DNA mismatch repair haploinsufficiency leads to low-level microsatellite instability in normal mouse intestine

2019 
Tumors in Lynch syndrome (LS) patients display high levels of microsatellite instability (MSI), which results from complete loss of DNA mismatch repair (MMR). Why certain tissues, in particular the gastrointestinal tract, are especially prone to tumorigenesis in LS is not well understood. We hypothesized that MMR haploinsufficiency may compromise microsatellite stability in a tissue-specific manner before tumorigenesis. Using mouse genetics, we tested how levels of MLH1, a central MMR protein, contribute to microsatellite stability in vivo and whether elevated MSI is detectable prior to neoplastic growth. We assayed MSI by single-molecule PCR in normal jejunum and spleen of mice with different Mlh1 gene dosage ( Mlh1 +/+ , Mlh1 +/- , Mlh1 -/- ) at 4 and 12 months, and correlated our findings with Mlh1 mRNA and MLH1 protein expression levels. While spleen MLH1 levels of Mlh1 +/- mice were consistently reduced to, as expected, approximately 50% compared to Mlh1 +/+ mice, in jejunum, MLH1 levels varied between individual Mlh1 +/- mice and decreased with age (2-54% and 1-30% at 4- and 12-months, respectively), which was due to sporadic and progressive Mlh1 promoter methylation.

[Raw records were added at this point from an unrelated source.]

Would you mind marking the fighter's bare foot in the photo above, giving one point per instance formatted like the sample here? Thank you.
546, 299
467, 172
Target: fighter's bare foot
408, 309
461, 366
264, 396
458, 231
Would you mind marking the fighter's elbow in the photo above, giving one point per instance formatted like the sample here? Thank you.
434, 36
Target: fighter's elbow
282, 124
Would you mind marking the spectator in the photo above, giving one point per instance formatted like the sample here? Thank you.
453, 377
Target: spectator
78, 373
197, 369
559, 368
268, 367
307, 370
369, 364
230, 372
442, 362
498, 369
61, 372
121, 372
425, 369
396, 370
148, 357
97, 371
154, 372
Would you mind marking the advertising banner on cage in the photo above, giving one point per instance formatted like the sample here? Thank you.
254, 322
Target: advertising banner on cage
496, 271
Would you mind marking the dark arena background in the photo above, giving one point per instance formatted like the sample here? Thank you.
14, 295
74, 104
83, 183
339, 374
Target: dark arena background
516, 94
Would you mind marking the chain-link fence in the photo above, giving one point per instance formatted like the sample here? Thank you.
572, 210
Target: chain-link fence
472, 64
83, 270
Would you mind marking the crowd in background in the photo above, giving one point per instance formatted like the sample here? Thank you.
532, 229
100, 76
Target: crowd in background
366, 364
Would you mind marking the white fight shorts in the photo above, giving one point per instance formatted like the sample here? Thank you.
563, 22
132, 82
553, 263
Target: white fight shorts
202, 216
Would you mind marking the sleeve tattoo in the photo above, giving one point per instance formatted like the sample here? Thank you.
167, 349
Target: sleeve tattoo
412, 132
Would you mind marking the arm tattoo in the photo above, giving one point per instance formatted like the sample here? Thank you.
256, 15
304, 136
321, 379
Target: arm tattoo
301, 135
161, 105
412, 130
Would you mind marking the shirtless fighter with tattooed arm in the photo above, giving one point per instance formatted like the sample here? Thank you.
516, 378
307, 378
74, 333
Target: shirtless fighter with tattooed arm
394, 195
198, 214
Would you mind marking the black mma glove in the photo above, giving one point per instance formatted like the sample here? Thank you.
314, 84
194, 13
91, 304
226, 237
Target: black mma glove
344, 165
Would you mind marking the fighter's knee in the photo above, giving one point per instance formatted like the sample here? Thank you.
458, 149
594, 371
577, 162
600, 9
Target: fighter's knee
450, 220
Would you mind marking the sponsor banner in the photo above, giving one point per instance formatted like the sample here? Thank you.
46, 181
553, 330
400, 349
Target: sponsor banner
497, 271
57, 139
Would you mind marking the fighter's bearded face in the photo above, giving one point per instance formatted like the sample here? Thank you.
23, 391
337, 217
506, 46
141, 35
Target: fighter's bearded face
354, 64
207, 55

The degree of MLH1 loss (prior to complete loss of the protein) correlated with MSI severity in Mlh1 +/- jejunum, while spleens remained microsatellite-stable. Our findings reveal MSI as a common pre-tumorigenic event that precedes (complete) loss of MMR function in Mlh1 +/- mice. A similar mechanism likely also operates in the GI epithelium of LS patients.